Birth Name: Philip David Charles Collins
Born: January 30, 1951
Birth Place: London, England
Nationality: English
With a remarkable combination of
middle-of-the-road appeal and talent and vision
that has produced some of the better music of his
time, composer-singer-drummer-actor Phil Collins
has made an indelible impact on the entertainment
industry. Truly one of the hardest working men in
show business, he has written for and performed
with two legendary and vastly different bands, found
great success as a solo artist and nursed a budding
acting career, all at the same time. While considering
himself a drummer above all else, the musician has
written some of the most memorable songs in contemporary
pop music and has proven a powerful and universally
recognizable singer. Because of his unfaltering
dedication to his craft and his place in Genesis,
one of the most influential rock bands of the day,
Collins managed to win both popular success and
the respect of fellow musicians, hitting the top
of the pop charts while also being called upon to
perform with such modern legends as Eric Clapton,
Sting, Robert Plant and Quincy Jones. His musical
credibility and capability have served well many
a film that has procured his songwriting services.
After a short 1969 stint with the
band Flaming Youth, the London-born Collins auditioned
for Genesis,
then an up-and-coming progressive rock band fronted
by promising musical visionary Peter Gabriel. Hired
as the band's drummer in 1970, he debuted on their
1971 album "Nursery Cryme". The drummer
first sang lead with the moving ballad "More
Fool Me" from Genesis' 1973 concept album "Selling
England By the Pound". Despite the positive
reaction to the track and the reality that Collins'
voice was in many ways technically superior to Gabriel's,
when the front man left the art-rock outfit to embark
on his solo career, the remaining band members auditioned
hundreds of singers unsuccessfully before finally
giving Collins lead vocal duties in 1974. Genesis'
first album without Gabriel was not released until
two years after his departure, but Collins kept
busy as drummer of the fusion jazz project Brand
X, another experimental and influential combo. At
varying times throughout his career, the industrious
Collins managed to record with Genesis and Brand
X concurrently, even while undertaking huge world
tours with the former as well as working on solo
material.
Collins' work with Genesis began
to move away from the band's original epic laden
art-rock foundation and into a more radio-friendly
pop/R&B inflected sound. This change grew more
and more evident, and by 1981 Genesis had scored
a veritable pop hit with the brass-heavy "No
Reply at All" off their release "Abacab".

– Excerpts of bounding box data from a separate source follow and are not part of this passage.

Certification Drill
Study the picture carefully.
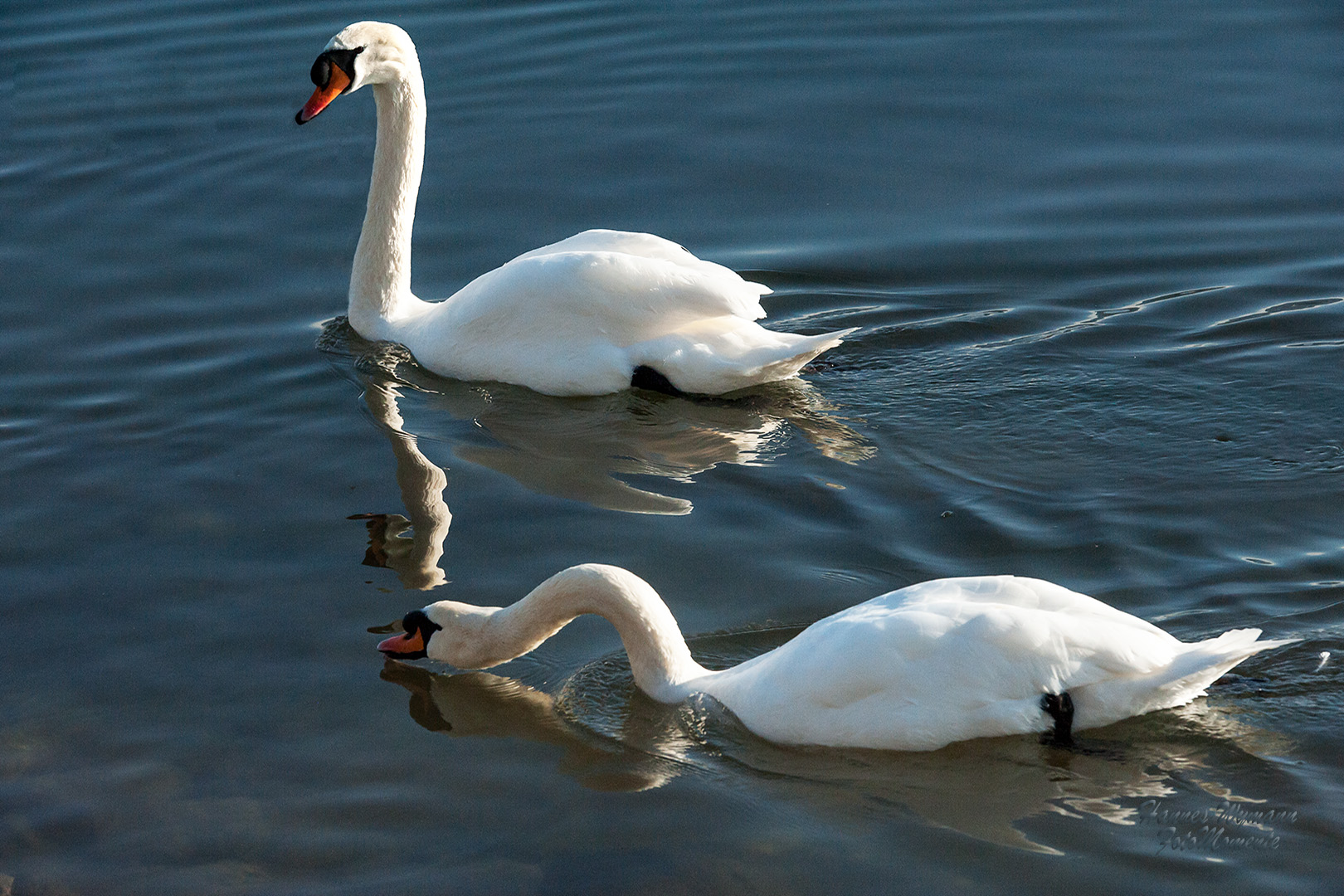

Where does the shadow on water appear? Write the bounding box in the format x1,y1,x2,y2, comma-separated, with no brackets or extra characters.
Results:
319,319,875,590
382,626,1296,855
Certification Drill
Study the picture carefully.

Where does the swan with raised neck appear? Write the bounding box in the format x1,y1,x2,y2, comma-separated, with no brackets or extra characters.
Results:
295,22,854,395
377,564,1290,750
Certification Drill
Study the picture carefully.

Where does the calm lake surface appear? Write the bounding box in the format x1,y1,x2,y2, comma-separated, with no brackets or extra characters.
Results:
7,0,1344,896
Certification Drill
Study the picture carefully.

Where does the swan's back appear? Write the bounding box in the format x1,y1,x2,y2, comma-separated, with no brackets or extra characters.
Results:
395,231,844,395
704,577,1281,750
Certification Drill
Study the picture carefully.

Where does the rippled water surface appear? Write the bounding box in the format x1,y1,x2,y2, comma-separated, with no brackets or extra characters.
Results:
7,0,1344,896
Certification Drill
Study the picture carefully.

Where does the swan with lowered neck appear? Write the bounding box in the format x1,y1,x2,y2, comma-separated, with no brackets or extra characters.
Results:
295,22,854,395
377,564,1290,750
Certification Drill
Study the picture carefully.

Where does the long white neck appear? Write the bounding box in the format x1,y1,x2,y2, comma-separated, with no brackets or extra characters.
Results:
348,66,425,333
436,562,713,703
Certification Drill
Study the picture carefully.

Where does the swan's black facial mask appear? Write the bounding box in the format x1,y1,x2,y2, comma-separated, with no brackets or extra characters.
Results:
295,47,364,125
377,610,444,660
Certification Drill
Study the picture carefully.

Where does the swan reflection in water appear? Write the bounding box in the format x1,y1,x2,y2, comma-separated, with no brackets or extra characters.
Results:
380,623,1289,855
319,319,874,590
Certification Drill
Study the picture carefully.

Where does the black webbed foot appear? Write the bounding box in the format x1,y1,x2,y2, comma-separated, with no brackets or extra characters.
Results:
631,364,683,395
1040,690,1074,747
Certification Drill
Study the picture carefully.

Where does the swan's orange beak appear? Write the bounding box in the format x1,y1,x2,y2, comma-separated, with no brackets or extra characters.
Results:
295,66,349,125
377,630,425,660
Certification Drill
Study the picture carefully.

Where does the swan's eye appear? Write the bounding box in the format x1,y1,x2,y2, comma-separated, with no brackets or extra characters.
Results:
309,55,332,87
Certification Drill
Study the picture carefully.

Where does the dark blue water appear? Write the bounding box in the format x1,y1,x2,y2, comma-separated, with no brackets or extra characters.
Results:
0,0,1344,896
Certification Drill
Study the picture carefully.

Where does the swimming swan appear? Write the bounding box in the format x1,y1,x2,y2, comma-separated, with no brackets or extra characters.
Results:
377,564,1290,750
295,22,854,395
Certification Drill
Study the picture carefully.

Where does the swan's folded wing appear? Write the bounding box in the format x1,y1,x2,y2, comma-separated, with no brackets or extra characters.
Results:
447,251,765,345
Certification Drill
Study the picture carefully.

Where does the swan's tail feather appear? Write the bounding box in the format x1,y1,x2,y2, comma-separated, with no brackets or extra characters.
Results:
752,326,859,382
1073,629,1297,729
628,322,858,395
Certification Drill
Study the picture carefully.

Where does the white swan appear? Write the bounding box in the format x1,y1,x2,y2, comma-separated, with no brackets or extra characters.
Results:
295,22,854,395
377,564,1290,750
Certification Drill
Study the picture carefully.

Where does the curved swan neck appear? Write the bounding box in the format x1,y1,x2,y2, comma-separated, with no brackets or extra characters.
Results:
348,67,425,333
449,564,713,703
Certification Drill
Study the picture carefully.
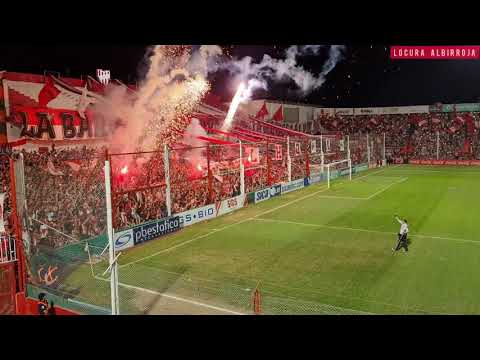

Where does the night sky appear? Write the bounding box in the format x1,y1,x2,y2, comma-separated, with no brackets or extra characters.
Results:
0,43,480,107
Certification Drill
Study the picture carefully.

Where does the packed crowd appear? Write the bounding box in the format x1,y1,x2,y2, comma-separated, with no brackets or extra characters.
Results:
319,113,480,159
0,110,480,250
0,156,13,234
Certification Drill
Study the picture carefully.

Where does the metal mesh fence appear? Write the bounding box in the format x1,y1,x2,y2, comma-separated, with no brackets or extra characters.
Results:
0,262,15,315
20,149,110,311
12,137,376,314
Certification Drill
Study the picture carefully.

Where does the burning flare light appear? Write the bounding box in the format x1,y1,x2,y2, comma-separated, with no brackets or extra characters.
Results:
222,83,245,131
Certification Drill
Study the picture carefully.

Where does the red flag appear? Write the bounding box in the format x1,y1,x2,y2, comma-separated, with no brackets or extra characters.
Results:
38,76,61,107
255,103,268,119
455,116,465,125
272,105,283,122
448,126,458,134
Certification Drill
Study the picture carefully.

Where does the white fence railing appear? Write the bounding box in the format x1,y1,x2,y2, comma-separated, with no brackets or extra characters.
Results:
0,234,17,264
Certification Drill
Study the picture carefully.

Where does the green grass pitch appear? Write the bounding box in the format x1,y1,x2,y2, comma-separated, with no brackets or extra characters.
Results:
65,165,480,314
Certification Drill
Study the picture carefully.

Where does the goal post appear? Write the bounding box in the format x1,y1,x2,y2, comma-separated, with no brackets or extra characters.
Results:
325,159,352,189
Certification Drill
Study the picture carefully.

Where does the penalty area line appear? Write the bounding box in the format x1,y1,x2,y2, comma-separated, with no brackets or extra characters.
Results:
119,168,394,268
254,218,480,245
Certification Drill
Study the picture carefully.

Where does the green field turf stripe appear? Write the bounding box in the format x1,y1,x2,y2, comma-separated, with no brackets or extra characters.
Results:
317,195,368,201
96,276,246,315
119,165,392,268
253,217,480,244
366,178,408,200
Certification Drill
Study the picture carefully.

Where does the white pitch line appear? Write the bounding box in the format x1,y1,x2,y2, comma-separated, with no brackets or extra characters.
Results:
119,168,394,268
388,168,480,175
254,218,480,245
96,276,245,315
366,178,408,200
317,195,368,200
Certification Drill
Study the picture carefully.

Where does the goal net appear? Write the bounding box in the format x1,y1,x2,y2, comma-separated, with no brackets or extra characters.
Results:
325,159,352,188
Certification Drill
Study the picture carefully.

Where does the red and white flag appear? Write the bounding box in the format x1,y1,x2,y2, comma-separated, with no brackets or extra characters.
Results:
255,103,268,119
273,144,282,160
272,105,283,122
295,143,302,156
245,146,260,165
0,193,5,234
448,126,458,134
65,161,80,172
38,76,61,107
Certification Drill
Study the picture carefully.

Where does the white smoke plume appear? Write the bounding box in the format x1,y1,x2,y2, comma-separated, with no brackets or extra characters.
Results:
211,45,345,99
182,118,208,169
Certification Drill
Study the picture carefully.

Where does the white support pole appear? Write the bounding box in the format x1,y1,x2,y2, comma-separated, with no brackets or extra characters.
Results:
239,140,245,195
367,133,370,167
383,133,387,165
104,158,120,315
348,158,352,180
347,135,350,159
287,136,292,182
163,144,172,216
320,134,325,174
437,131,440,160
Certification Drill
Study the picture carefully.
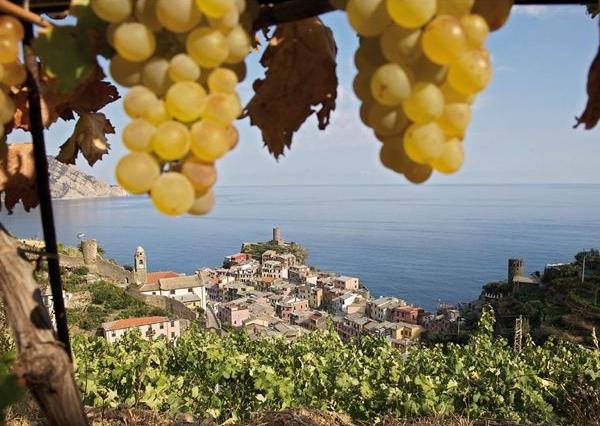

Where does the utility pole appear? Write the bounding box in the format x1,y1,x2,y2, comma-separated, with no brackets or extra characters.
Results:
514,315,523,354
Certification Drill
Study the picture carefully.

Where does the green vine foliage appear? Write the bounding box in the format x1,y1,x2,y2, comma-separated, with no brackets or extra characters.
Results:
74,309,600,424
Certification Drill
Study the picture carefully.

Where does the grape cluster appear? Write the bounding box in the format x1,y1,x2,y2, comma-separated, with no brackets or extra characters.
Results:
91,0,257,216
342,0,512,183
0,15,27,139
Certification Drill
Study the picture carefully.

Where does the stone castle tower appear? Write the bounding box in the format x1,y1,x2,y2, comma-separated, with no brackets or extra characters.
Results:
508,258,525,284
133,246,148,284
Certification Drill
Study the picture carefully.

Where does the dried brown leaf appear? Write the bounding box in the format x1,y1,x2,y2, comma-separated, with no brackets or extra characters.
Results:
56,112,115,166
0,143,38,213
244,18,338,158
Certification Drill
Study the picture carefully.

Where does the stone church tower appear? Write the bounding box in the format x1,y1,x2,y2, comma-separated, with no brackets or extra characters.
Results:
133,246,148,284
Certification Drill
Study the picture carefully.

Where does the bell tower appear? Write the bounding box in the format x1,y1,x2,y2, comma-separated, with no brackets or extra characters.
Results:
133,246,148,284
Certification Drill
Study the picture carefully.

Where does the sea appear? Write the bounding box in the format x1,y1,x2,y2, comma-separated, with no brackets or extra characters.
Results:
0,185,600,309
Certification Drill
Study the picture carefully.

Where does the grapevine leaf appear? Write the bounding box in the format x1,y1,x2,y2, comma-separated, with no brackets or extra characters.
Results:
0,143,38,213
56,112,115,166
244,18,338,158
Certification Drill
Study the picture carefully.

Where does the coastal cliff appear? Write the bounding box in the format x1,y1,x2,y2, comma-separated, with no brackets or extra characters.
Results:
48,156,127,199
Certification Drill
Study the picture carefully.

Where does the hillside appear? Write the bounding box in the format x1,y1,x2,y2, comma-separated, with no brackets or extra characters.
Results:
48,156,127,199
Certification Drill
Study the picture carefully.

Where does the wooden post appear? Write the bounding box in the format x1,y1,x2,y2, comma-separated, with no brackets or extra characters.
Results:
0,229,87,426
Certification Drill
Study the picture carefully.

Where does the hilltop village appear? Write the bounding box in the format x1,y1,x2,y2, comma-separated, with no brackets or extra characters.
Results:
37,228,600,347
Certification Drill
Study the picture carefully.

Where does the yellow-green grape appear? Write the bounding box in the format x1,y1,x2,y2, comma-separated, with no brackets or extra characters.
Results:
143,99,172,126
90,0,133,22
208,68,238,95
165,81,206,123
123,118,156,152
123,86,157,118
142,57,173,96
0,92,15,124
346,0,391,37
411,55,448,86
133,0,162,32
404,160,433,183
225,25,252,64
421,15,467,65
367,103,408,136
188,190,215,216
109,55,145,87
186,27,229,68
448,49,492,95
200,93,242,127
380,25,423,64
115,152,160,195
440,81,476,104
437,103,471,140
435,0,475,18
150,172,196,216
404,123,446,164
471,0,514,31
181,156,217,195
152,120,190,161
387,0,438,28
114,22,156,62
169,53,200,81
0,15,25,42
190,120,231,163
156,0,202,33
431,139,465,174
402,83,444,124
460,15,490,48
2,61,27,86
0,37,19,64
371,64,410,106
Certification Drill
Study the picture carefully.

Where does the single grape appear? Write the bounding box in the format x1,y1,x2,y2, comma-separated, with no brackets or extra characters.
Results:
109,54,145,87
208,68,238,95
188,190,215,216
431,139,465,174
421,15,468,65
165,81,206,123
402,82,444,124
437,103,471,140
156,0,202,33
123,86,157,118
186,27,229,68
181,156,217,195
225,25,252,64
143,99,172,126
115,152,160,195
152,120,190,161
123,118,156,152
133,0,162,32
190,120,231,163
404,123,446,164
0,15,25,42
346,0,391,37
196,0,235,18
380,25,423,64
150,172,196,216
435,0,475,18
114,22,156,62
1,61,27,86
387,0,438,28
448,49,492,95
371,64,410,106
460,15,490,48
200,93,242,127
90,0,133,22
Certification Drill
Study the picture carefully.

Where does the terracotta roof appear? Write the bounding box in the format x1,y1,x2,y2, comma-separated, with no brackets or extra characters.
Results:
146,271,179,284
102,317,169,331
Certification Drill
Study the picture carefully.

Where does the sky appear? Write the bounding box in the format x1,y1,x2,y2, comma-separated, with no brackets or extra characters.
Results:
9,6,600,186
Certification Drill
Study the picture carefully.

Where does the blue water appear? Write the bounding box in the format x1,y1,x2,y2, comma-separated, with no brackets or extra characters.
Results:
0,185,600,309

That same year, Collins made his solo debut with
the album "Face
Value", featuring the haunting
and timeless "In the Air Tonight". The
album was a hit, and the following year's follow
up "Hello,
I Must Be Going" was also a success.
A 1983 hit record for Genesis came next, and in
1984 Collins would pen the love theme to "Against
All Odds", a composition that became a hugely
successful single and garnered the songwriter an
Oscar nomination and Grammy award. Soon he would
release the hit album "No
Jacket Required" (1985) featuring
no less than four certified hit singles. That summer,
the now-superstar was the only artist to play on
Live Aid stages in both London and Philadelphia.
While all of this solo success
certainly kept Collins busy, it didn't keep him
from his original band - Genesis. 1986 saw Genesis
release the chart-topping album "Invisible
Touch", an unprecedented success for the band,
with five of the album's eight tracks becoming top
selling singles. In the five years between "Invisible
Touch" and Genesis' next release, 1991's "We
Can't Dance", Collins released his fourth solo
album, 1989's "...But
Seriously", and earnestly tried
his hand at an acting career. The 1991 Genesis release
and the two live albums chronicling the supporting
tour released that year would be Collins' swan song
with the band. His 1993 solo album "Both
Sides" didn't turn out hit singles
like his previous works had, but it was a notable
and truly solo effort: in addition to writing and
singing all of the songs, Collins also played every
instrument on the album. In 1996 Collins stunned
many fans by announcing his departure from Genesis
after 26 years. He decided that a solo career was
all he needed, plus the odd soundtrack, world tour
etc., and he released another album. The album,
titled "Dance
Into the Light" failed to radiate
much Top 40 heat, and Collins used this opportunity
to try something new; indulging his lifelong dream
of playing in a jazz band, he formed the Phil Collins
Big Band. The project, with Collins on drums, performed
standards and jazz instrumental versions of some
of his biggest hits. The Phil Collins Big Band did
a successful world tour in 1998, including two dates
at the prestigious Montreaux Jazz Festival. All
the while, Collins was working on songs for Disney's
"Tarzan" (1999), an animated project that
would help to firmly reinstate him on the top of
the charts.
An unquestionably gifted musician,
Collins first pursued an acting career, enrolling
in a stage school with which his talent agent mother
was affiliated. From here, he landed an uncredited
extra role as a screaming fan in The Beatles' "A
Hard Day's Night" (1964). He abandoned acting
for many years to focus on music, but those who
watched Collins' stage theatrics and hammy music
video performances were not surprised when he began
taking small guest acting parts, notably a featured
role in a 1985 episode of the impossibly hip "Miami
Vice" (NBC) that came hot on the heels of the
singer's chart-topping third solo effort and his
amazing transcontinental Live Aid performances.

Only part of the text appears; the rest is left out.